McRee is a dairy producer milking close to 2000 cows at his farm west of the small San Joaquin Valley town of Chowchilla who also double crops his own dairy forage as well as tomatoes and alfalfa crops on about 850 acres. His pioneering quest to improve the performance of his silage production systems began back in 2007 with tenacity and creativity. Following a great deal of study and experimentation, he developed a very successful strip-tillage system for his silage corps that was spurred initially by his interest in saving passes through his fields to use less fuel and labor. But, after his pioneering efforts with strip-till, which were some of the very earliest in the entire San Joaquin Valley, he soon found that the practice held other important benefits for his farm as well. He noticed an increase in the water-holding capacity of his soil since working with strip-tillage, as well as increased consistency in the soil’s ability to absorb water, mellower soil overall, and more consistent crop stands and yields overall. Improved soil tilth, increased soil organic matte, and earthworms — are all things that now give him consistent yields year to year without extreme highs or lows.
Early on, he was very keen in seeking out information and experience from several other conservation tillage pioneers both here in the SJV, as well as during his trips back to the Midwest to learn about management alternatives. When he started out with conservation tillage in 2007, he then soon began using his own equipment to do custom work for local neighbors, who have themselves also now adopted conservation tillage systems for their own farms. He readily admits that he faced challenges early on. He tried no-till wheat, but was limited in this effort by hard, compacted soils. He began using an Orthman 1tRipR, but found that he needed to go deeper with subsoiling to increase water infiltration.
Having the right equipment is a key to the whole endeavor, he points out.
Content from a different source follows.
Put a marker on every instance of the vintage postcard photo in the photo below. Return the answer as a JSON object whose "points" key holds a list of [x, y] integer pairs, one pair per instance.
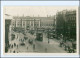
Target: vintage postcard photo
{"points": [[40, 29]]}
He has worked with local NRCS partners and the EQIP program, which assists growers with implementation of practices to improve our soil, water and air resources. He now does fall primary tillage using a Wilcox 7-shank subsoil ripper with a crumbler. Vertical tillage has replaced disc plowing to achieve a smooth seedbed without turning the soil over. Preparation for corn silage planting begins after winter forage is harvested. He explains that he rips down 13-14 inches and uses coulters to prepare the seedbed. After pre-irrigation, he uses the Dawn Pluribus strip till row unit, a tool that preps an eight-inch band of soil for planting. Using GPS, he can run his tractor 6-7 mph for this pass. “With three passes I can do everything,” he says.
Mike McRee has been extremely willing to share his experiences with others and has graciously hosted numerous public field days at his dairy farm over the years.